The core consumer pricing strategy evolved dramatically in September 2025. ExpressVPN abandoned its historical single tier subscription model in favor of a three tiered system. The company introduced Basic, Advanced, and Pro subscription levels to capture different market segments. The Basic plan costs 3. 49 dollars per month on a two year billing pattern. This entry level tier permits ten simultaneous device connections and includes standard virtual private network access. The Advanced plan costs 4. 49 dollars per month. The mid tier option adds a password manager, identity monitoring, and twelve simultaneous connections. The Pro plan costs 7. 49 dollars per month. The highest tier provides a dedicated IP address, data removal services, and fourteen simultaneous connections. This tiered method increases the average revenue per user by upselling privacy tools beyond basic encrypted routing.

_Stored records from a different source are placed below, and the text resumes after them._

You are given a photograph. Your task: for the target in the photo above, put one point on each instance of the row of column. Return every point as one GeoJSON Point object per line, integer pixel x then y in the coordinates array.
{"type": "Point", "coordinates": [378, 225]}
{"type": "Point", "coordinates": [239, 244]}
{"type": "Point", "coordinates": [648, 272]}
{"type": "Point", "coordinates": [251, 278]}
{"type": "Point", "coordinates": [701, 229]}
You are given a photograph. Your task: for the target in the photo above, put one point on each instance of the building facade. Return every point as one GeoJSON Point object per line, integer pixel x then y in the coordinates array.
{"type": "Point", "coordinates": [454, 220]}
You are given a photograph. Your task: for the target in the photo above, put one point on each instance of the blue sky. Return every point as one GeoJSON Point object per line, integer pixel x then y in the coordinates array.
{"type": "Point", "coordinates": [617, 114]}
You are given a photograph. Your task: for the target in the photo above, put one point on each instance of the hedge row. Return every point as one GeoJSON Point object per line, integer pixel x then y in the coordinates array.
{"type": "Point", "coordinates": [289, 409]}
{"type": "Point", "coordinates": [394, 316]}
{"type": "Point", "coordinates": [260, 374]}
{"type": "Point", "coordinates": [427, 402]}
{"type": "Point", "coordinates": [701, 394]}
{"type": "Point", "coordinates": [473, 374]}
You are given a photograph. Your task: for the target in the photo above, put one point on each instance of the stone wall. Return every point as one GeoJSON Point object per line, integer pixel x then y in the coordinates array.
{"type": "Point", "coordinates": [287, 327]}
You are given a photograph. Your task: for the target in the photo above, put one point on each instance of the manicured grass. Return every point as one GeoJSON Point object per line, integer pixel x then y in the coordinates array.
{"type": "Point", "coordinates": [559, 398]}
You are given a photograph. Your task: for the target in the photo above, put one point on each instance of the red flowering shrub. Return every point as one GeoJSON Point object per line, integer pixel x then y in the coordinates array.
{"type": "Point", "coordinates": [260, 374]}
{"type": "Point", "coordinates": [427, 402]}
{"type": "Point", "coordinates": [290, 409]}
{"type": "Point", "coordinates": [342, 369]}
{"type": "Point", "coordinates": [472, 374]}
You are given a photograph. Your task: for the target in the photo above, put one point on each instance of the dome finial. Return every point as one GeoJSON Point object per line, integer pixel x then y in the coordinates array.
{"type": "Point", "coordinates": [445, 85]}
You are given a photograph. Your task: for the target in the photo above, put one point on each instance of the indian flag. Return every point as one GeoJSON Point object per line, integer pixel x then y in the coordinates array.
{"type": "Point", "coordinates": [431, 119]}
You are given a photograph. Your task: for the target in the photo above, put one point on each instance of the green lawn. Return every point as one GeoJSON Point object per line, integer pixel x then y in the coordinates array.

The company frequently uses promotional discounts during major retail events to acquire new users on these extended billing pattern.
| Subscription Tier | Monthly Cost (Two Year Plan) | Simultaneous Connections | Included Features |
|---|---|---|---|
| Basic | $3. 49 | 10 | VPN access, DNS blocking |
| Advanced | $4. 49 | 12 | VPN, Password Manager, Identity Monitoring |
| Pro | $7. 49 | 14 | VPN, Dedicated IP, Data Removal, Credit Reports |
Hardware sales represent a secondary revenue stream for the enterprise. The company sells the Aircove router directly to consumers for 189. 90 dollars. Engineers built the device with native ExpressVPN integration at the firmware level. The hardware requires an active software subscription to unlock the encrypted routing capabilities. This hardware strategy locks consumers into the software ecosystem and reduces subscriber churn. The company also generates revenue through enterprise licensing and business accounts. The tiered pricing and hardware cross selling demonstrate a mature monetization strategy. The firm maximizes lifetime customer value through bundled services. The transition from a single product company to a broad privacy suite mirrors wider consolidation trends in the cybersecurity sector. The private ownership structure shields exact profit margins from public scrutiny, yet the aggressive pricing updates in 2025 indicate a clear push toward higher average revenue per user. The financial operations rely entirely on converting free trial users into multi year subscribers while minimizing customer acquisition costs.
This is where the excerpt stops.